Optionally, the responding to the handwriting input mode of the interaction intention includes: if the handwriting input mode of the interaction intention is a keyboard handwriting mode, carrying out stroke matching based on the sliding track information, and determining a corresponding matching candidate; the candidate is shown.

Optionally, the responding to the handwriting input mode of the interaction intention includes: if the handwriting input mode of the interaction intention is a keyboard handwriting mode, generating a hand-drawn graph based on the sliding track information; the hand drawn graphic is shown.

Optionally, the responding to the handwriting input mode of the interaction intention includes: if the handwriting input mode of the interaction intention is a keyboard handwriting mode, searching for a matched expression based on the sliding track information; and displaying the matched expression.

Optionally, the responding to the handwriting input mode of the interaction intention includes: and if the handwriting input mode of the interaction intention is a cursor control mode, moving the position of a cursor in the editing frame based on the sliding track information.

Optionally, the moving the position of the cursor in editing based on the sliding track information includes: determining a sliding direction and a sliding length corresponding to the sliding operation based on the sliding track information; and moving a cursor in the editing frame according to the sliding direction and the sliding length.

Optionally, the responding to the handwriting input mode of the interaction intention includes: if the handwriting input mode of the interaction intention is determined to be a character screen mode, determining a character to be screen on the basis of the sliding track information, wherein the character comprises punctuation or numbers or letters; and displaying the character to be displayed on the screen in an editing frame.

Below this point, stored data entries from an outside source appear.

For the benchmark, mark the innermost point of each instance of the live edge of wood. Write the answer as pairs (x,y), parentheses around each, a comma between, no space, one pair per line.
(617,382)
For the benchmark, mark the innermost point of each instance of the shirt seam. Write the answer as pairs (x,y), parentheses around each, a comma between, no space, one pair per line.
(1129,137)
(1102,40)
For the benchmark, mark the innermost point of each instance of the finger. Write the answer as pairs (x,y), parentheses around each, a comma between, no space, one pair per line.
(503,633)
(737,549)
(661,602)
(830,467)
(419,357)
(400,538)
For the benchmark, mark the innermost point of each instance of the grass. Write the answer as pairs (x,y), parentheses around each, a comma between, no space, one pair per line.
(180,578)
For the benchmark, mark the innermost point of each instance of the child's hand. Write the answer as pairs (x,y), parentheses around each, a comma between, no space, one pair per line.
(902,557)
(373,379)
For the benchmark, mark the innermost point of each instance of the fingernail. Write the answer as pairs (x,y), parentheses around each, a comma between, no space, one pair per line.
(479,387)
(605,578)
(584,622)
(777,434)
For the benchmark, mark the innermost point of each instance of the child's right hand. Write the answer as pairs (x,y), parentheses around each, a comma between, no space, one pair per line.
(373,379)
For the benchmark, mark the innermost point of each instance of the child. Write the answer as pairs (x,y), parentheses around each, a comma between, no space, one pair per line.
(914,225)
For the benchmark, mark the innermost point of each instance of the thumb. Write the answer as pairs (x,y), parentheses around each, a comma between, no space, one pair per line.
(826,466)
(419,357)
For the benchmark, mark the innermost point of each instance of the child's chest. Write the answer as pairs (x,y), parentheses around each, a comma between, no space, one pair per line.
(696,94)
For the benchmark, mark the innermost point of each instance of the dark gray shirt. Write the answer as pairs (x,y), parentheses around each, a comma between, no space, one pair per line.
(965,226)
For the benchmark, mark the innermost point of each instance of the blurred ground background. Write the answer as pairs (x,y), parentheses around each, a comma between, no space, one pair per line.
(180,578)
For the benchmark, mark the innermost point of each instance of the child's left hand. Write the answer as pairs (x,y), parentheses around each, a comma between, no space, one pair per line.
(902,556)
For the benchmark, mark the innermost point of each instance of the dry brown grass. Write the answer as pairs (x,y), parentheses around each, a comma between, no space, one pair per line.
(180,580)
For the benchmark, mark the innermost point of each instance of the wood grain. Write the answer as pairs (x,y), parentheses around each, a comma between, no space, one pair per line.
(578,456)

Optionally, the method further comprises the step of training the classification model: collecting training samples, wherein the training samples comprise sliding track information corresponding to the sliding operation of the input method keyboard in a keyboard handwriting mode, sliding track information corresponding to the sliding operation of the input method keyboard in a cursor control mode and sliding track information corresponding to the sliding operation of the input method keyboard in a character screen mode; extracting training track characteristic information of the training sample, and labeling the training track characteristic information with a corresponding reference mode label; and training the classification model according to the training track characteristic information and the corresponding reference mode label.

Fig. 12 is a schematic structural view of an electronic device 1200 for data processing according to another exemplary embodiment of the present invention. The electronic device 1200 may be a server, which may vary widely in configuration or performance, and may include one or more central processing units (central processing units, CPU) 1222 (e.g., one or more processors) and memory 1232, one or more storage media 1230 (e.g., one or more mass storage devices) storing applications 1242 or data 1244. Wherein memory 1232 and storage medium 1230 can be transitory or persistent. The program stored on the storage medium 1230 may include one or more modules (not shown), each of which may include a series of instruction operations on a server. Still further, the central processor 1222 may be configured to communicate with a storage medium 1230, executing a series of instruction operations on the storage medium 1230 on a server.

The servers may also include one or more power supplies 1226, one or more wired or wireless network interfaces 1250, one or more input/output interfaces 1258, one or more keyboards 1256, and/or one or more operating systems 1241, such as Windows ServerTM, mac OS XTM, unixTM, linuxTM, freeBSDTM, and the like.

In an exemplary embodiment, the execution of one or more programs by the one or more central processors 1222 by the server is configured to include instructions for: acquiring sliding track information corresponding to sliding operation of an input method keyboard; predicting a handwriting input mode of interaction intention according to the sliding track information; responding to the handwriting input mode of the interaction intention.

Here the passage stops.